Singapore’s Housing & Development Board (HDB)’s Smart HDB Town Framework consists of a five pronged approach to introduce smart into housing estates which includes smart planning, smart environment, smart estate, smart living and smart community - all of which capture real time information, using data analytics and smart technologies to analyse data and optimise it to engage with residents and enhance living environments while also using the information to derive optimal and cost effective solutions for urban design technologies in HDB towns. The framework is supported by the HDB Smart Hub, which acts as the brain for HDB estate operations by collecting and integrating multiple sources of information to provide insights to facilitate better town planning and building designs. Residents of Smart HDB Towns can also look forward to sustainability initiatives such as smart lighting, pneumatic waste conveyance systems, and the SolarNova program which looks to accelerate the deployment of solar photovoltaic (PV) systems in Singapore.
In addition to Smart Homes, as it is in a dengue-endemic region and remains vulnerable and at risk of dengue outbreaks, Singapore has introduced the use of drones to survey dengue hotspots which are able to reach heights unsafe to be checked using traditional methods. These drones are also equipped to dispense larvicide and eradicate mosquito breeding habitats.
With Singapore’s pro-business environment and connectivity to major Asian economies, it continues to attract businesses and talent in the region. Singapore is also working towards nurturing FinTech environment that supports innovation in the financial sector where institutions are able to test new technologies safely. The Monetary Authority of Singapore (MAS) set its sights on creating a Smart Financial Centre where technology is used in the financial industry to increase efficiency, create economic opportunities and allow for better risk management.
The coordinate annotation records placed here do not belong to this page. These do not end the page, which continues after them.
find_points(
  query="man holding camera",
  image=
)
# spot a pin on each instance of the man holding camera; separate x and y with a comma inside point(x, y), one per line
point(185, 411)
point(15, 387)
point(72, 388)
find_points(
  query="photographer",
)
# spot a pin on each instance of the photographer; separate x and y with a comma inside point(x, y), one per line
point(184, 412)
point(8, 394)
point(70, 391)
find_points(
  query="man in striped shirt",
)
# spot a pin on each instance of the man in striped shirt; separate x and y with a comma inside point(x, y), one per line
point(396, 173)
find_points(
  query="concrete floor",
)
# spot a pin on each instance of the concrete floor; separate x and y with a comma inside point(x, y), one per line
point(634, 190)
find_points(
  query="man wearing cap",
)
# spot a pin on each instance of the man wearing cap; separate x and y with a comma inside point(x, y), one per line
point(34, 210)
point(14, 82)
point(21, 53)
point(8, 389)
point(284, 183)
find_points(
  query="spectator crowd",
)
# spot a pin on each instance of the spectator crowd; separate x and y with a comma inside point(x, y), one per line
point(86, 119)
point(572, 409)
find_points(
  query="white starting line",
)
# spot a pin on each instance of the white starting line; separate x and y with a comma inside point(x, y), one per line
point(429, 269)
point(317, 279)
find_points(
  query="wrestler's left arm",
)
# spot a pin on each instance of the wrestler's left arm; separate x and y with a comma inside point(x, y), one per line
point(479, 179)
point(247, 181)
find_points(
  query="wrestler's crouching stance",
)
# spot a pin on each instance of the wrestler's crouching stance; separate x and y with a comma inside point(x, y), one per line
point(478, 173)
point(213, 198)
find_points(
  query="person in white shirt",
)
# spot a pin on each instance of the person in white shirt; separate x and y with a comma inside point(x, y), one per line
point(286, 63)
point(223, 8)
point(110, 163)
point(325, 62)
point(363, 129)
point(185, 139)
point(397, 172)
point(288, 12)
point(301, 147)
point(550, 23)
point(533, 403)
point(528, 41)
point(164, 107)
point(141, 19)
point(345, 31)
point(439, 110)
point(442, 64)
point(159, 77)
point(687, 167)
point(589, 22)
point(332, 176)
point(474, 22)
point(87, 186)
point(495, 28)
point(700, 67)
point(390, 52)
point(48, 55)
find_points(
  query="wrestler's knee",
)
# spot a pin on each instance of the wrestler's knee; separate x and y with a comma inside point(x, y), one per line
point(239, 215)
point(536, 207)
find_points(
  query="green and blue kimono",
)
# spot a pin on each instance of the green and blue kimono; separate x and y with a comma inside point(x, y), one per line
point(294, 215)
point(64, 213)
The MAS also opened a FinTech Innovation Lab, where the community can connect, collaborate and co-create with one another, and issued “Regulatory Sandbox” guidelines for FinTech experiments.
There is a lot to be learnt from Singapore’s simple and comprehensive Smart Nation module which focuses on both businesses and residents, allowing those from any industry to enhance their productivity by incorporating digital technology to drive transformation and address any challenges. Singapore’s strategy of setting key goals in each domain proves successful as it is able to focus its efforts smaller tasks that are part of bigger goals.